There are a bunch of logging topics to cover but I think we need to cover them now, since lack of good logging is already making life difficult on the front lines.
We don't have a strategy for console logging in the domain environment. I think that whatever else may be decided, ultimately people will want to see important messages logged to the console, whether they have 5 servers or 500. If I'm right, then this implies that we need an aggregation strategy. We don't want to intermix a bunch of different formatting rules for example. Here's what I'm thinking:
- At the domain level, we have a "virtual console" handler type which uses the process manager messaging scheme to pass log messages on to the server manager using the PM API. This handler would have a very simple configuration consisting only of a level and optional filters.
- At the server manager level, we have a logging configuration which consists of either configuration at the host.xml level (which implies a bit of a can of worms relating to subsystems/profiles in host.xml), or just keeping the simple logging.properties from bootstrap. The server manager also receives and logs incoming messages from the server (logmanager already has all the stuff necessary to do this).
That's pretty much it. The message information can simply be serialized between the two systems. Because of the potential for a lot of messages, on the server side the level should be restricted as much as possible (WARN or higher I'm thinking). Also, the category name should be transformed or supplemented somehow with the server name to make filtering easier to accomplish on the server manager.
Right now everything that boots up via modules is using the same logger.properties to bootstrap, which is ugly at best. Ideally I'd like to see this happen:
- The server manager (SM) process is bootstrapped in one of the following ways:
- It uses a logging.properties for boot logging (which is a very short window) until it reads its host.xml and derives a logging configuration from it.
- Alternatively, it could use a logging.properties which exists solely for use of the SM in the configuration area instead.
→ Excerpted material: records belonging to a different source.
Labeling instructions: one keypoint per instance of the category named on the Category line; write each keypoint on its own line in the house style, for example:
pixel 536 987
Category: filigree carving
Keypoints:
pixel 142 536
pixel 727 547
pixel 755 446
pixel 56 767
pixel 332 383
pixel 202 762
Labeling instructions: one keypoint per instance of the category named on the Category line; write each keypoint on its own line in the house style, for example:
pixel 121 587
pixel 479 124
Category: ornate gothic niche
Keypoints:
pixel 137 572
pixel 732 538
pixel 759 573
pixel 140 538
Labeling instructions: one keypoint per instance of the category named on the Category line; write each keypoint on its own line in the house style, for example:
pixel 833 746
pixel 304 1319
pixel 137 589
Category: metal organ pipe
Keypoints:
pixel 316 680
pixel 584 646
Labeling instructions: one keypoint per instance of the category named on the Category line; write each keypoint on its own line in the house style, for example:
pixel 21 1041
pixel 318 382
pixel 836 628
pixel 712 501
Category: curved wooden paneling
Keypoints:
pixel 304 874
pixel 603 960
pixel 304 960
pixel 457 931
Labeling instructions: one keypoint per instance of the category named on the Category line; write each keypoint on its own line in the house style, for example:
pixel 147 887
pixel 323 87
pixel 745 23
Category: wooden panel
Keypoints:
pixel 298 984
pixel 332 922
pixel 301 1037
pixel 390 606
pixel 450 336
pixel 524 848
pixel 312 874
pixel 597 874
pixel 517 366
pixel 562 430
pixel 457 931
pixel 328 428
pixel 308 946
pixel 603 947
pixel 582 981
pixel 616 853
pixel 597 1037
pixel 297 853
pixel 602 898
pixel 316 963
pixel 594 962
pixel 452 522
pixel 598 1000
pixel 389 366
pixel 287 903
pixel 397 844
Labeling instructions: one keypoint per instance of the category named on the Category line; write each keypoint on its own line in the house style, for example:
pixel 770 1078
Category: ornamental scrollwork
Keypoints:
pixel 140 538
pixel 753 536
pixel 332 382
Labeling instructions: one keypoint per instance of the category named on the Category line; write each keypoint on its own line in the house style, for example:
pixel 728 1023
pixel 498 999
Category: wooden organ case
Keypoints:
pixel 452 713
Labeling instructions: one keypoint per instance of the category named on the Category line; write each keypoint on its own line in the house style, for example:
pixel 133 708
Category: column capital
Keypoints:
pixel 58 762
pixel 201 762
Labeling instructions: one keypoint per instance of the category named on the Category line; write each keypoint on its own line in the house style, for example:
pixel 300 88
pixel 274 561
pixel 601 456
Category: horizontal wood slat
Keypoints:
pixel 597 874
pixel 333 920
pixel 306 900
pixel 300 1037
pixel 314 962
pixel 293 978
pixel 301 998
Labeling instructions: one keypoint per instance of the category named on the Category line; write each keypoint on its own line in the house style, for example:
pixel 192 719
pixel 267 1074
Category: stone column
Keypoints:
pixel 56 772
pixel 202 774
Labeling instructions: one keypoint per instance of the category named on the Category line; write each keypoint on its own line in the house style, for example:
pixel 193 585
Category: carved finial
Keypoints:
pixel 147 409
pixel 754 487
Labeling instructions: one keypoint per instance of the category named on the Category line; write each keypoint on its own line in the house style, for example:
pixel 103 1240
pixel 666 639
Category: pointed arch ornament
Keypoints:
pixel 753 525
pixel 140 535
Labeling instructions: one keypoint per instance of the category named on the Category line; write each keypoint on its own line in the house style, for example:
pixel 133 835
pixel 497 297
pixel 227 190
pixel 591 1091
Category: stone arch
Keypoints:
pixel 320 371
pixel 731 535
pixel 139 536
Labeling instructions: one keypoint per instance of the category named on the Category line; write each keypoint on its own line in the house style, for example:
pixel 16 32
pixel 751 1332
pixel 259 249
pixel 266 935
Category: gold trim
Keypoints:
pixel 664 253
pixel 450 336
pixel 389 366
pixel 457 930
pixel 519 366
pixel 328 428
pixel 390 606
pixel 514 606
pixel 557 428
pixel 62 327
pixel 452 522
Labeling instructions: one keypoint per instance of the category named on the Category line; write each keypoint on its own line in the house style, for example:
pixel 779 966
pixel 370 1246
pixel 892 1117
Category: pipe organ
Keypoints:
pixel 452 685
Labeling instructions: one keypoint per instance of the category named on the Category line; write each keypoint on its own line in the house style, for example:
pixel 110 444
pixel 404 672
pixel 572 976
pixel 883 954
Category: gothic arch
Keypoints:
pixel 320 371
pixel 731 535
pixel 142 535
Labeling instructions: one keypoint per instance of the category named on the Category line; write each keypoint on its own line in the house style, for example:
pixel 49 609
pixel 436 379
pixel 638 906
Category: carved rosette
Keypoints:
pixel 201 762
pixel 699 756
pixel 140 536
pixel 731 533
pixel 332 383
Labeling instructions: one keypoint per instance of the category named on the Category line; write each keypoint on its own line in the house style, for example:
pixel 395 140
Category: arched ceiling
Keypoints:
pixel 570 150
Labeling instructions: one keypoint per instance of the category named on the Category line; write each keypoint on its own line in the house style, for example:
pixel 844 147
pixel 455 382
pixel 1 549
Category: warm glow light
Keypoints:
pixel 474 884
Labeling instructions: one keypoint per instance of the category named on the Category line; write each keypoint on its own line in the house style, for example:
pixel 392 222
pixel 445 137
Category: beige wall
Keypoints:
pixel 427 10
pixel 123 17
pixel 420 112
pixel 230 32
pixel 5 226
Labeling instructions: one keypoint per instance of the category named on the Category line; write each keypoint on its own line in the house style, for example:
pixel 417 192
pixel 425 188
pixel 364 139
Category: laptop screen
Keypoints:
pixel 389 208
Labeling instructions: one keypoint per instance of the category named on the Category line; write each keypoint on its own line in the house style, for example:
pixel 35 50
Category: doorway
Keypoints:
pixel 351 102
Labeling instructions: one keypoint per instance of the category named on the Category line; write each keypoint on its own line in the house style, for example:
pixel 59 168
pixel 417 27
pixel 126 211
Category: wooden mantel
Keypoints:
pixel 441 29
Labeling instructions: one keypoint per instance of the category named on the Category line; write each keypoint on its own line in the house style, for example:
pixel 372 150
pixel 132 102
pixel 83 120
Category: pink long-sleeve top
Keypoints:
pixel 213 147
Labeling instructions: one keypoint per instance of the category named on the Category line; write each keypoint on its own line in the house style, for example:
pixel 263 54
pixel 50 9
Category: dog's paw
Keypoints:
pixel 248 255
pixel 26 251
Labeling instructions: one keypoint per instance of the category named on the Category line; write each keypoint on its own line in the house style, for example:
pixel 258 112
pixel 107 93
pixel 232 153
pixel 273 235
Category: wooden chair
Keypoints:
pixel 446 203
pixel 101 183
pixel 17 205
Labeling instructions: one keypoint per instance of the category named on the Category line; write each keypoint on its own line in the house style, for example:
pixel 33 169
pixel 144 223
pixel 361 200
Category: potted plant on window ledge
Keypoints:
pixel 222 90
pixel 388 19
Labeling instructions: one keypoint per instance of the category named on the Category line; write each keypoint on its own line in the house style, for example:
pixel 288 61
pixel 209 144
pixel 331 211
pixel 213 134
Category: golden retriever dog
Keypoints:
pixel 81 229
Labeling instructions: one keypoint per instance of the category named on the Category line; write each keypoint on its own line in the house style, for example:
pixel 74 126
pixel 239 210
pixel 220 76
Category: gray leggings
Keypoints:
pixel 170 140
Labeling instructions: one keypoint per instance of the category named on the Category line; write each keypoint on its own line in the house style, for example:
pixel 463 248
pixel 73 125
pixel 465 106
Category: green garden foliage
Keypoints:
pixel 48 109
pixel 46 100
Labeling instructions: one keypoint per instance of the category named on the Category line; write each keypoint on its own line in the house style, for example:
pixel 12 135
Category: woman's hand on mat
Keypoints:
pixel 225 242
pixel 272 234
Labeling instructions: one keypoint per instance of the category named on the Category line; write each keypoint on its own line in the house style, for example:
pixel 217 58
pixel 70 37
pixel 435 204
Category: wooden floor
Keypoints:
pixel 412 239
This would eliminate the two-phased logging thing which I think is a pain for users.
- The server's logging is bootstrapped in one of the following ways:
- The SM reads and understands the logger config from domain.xml, and passes it in at bootup, which immediately configures the server's logger environment in accordance with domain.xml.
- Each server has its own logging.properties which is used to perform bootstrap logging config until the logger subsystem is activated using the regular subsystem activation we use for everything else.
- Same as #2 only all servers share a common logging.properties.
For SM, I think option #2 is probably most practical. It'd only be a problem if we want to be able to manage the SM logging environment, which I view as non-required.
For Server bootstrapping, #1 is the best solution, but it can only work if the SM already understands the domain config. If so it'd be easy to put in special code to assemble a message or object model or something for the server to consume from main().
I think standalone ought to work much like AS6: a logging.properties is read and its configuration is used until the server logging subsystem comes up. No reason I can see to really deviate here.
Per-Deployment Logging Configuration
Back in the early days, if you wanted per-deployment logging config you basically had to include a log4j.jar in your deployment unit. With AS6 we became somewhat more sophisticated by detecting a logging deployment descriptor (jboss-logging.xml) and using information in that descriptor to create and configure an independent logging "context" without including a separate logging implementation.
In order to keep things managed under the domain model, it seems to me that we would have to put all this logging configuration into domain.xml. So if you want per-app logging you'd have to add another log context into the domain and then somehow tell the deployment system that you want your deployment to be attached to the specific alternative logging context. I think this would allow users to continue doing everything they do today; they may be opposed to the "how" though. I don't know.